Discover Stanford for You: Creating Conversations Across Generations
March 01, 2023 | 12:00pm - 1:00pm
How can we promote conversations and create inclusive communities among people of different generations and cognitive conditions? Join Stanford professors Yoshiko Matsumoto and Gabriella Safran to learn about Matsumoto’s humanities research project on using the art of haiku to create a community inclusive of people at all stages of life.
The session will also include opening remarks from Debra Satz, the Vernon R. and Lysbeth Anderson Dean of the School of Humanities and Sciences at Stanford University, the Marta Sutton Weeks Professor of Ethics in Society, Professor of Philosophy, and, by courtesy, Political Science.
Gabriella Safran teaches Russian and Yiddish literature and folklore in the Slavic Department at Stanford University, where she is the Eva Chernov Lokey Professor in Jewish Studies and serves now as the Senior Associate Dean of Humanities and Arts. Her new book, Recording Russia: Trying to Listen in the Nineteenth Century, is just out with Cornell University Press. Now that it is done, she is starting a new project about the transnational pre-history of the Jewish joke.
Yoshiko Matsumoto is a professor of East Asian Languages and Cultures (and by courtesy, Linguistics) and the Yamato Ichihashi Professor in Japanese History and Civilization. She is interested in examining structures and uses of language as systems based on human experience.
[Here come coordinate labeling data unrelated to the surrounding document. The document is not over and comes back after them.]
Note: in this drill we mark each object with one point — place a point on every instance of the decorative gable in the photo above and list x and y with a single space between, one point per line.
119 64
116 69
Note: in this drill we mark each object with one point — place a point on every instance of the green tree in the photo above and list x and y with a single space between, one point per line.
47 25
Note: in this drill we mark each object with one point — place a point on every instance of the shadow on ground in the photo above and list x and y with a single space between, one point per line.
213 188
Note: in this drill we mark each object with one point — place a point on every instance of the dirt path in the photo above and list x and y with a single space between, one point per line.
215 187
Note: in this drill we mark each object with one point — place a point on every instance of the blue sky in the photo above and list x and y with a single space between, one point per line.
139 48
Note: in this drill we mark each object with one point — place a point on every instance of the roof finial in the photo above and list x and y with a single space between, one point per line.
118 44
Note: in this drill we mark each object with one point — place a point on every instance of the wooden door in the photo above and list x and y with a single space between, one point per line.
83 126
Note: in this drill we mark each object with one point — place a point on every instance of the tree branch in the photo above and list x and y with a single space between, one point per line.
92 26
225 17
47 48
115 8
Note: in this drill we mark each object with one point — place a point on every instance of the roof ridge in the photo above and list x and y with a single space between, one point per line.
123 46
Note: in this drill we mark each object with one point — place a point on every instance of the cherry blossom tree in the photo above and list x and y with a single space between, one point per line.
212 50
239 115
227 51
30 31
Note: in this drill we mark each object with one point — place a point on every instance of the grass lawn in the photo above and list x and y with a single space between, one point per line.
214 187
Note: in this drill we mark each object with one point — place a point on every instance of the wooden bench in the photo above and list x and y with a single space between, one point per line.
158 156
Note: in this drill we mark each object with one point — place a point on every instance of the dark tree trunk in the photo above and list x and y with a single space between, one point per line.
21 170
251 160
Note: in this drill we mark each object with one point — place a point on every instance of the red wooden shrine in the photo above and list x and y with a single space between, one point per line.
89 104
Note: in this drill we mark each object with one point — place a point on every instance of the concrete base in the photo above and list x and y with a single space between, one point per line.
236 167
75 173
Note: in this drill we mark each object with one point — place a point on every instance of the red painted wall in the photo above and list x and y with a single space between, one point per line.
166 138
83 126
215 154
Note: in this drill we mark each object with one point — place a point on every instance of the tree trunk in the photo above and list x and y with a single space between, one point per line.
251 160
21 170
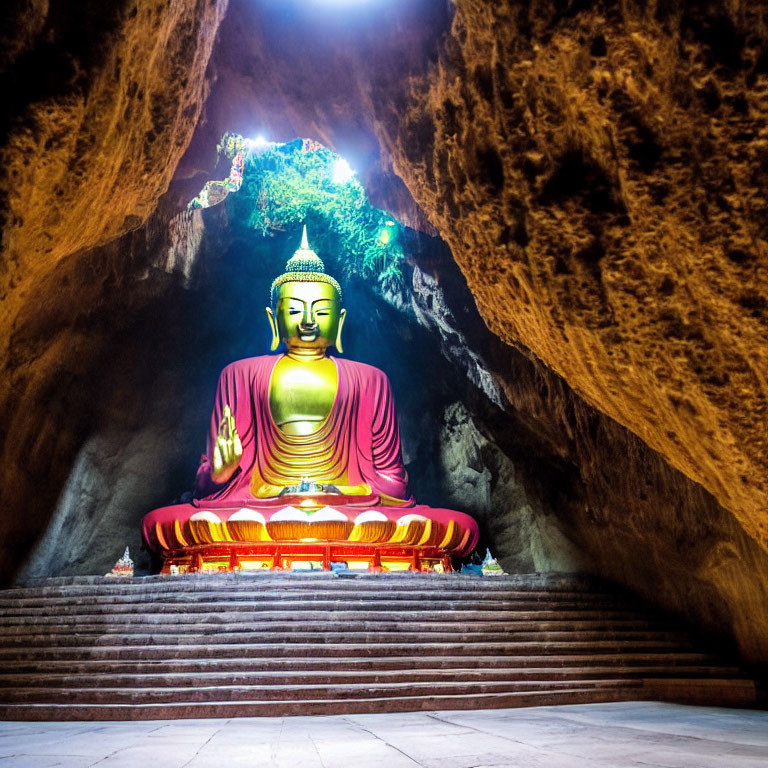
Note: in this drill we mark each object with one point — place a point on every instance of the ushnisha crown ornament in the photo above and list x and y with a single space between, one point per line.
305 266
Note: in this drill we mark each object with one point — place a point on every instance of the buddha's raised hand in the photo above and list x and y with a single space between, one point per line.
228 449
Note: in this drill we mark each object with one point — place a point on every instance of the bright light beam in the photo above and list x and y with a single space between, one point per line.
341 172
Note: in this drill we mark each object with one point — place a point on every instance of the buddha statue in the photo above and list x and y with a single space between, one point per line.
304 461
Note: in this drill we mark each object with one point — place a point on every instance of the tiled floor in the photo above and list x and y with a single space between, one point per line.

Her publications include Faces of Aging: The Lived Experiences of the Elderly in Japan and “Pragmatics of understanding: Centrality of the local—Cases from Japanese discourse and Alzheimer’s Interaction.” Since March 2020, she has been conducting a project Sharing Conversations: A Core Human Experience Across Life with her student researchers.
Debra Satz is the Vernon R. and Lysbeth Anderson Dean of the School of Humanities and Sciences at Stanford University, the Marta Sutton Weeks Professor of Ethics in Society, Professor of Philosophy, and, by courtesy, Political Science. Her research focuses on the ethical limits of markets, equality, theories of rational choice, feminist philosophy, and ethics and education. In 2004, Satz received the Walter J. Gores Award, Stanford’s highest teaching honor. Among her publications are Why Some Things Should Not Be for Sale: The Moral Limits of Markets (Oxford University Press, 2010); Economic Analysis, Moral Philosophy and Public Policy (Cambridge University Press, 2016) (with Dan Hausman and Michael McPherson); and Ideas That Matter: Democracy, Justice, Rights (Oxford University Press, 2019) (with Annabelle Lever). She is a member of the American Academy of Arts and Sciences.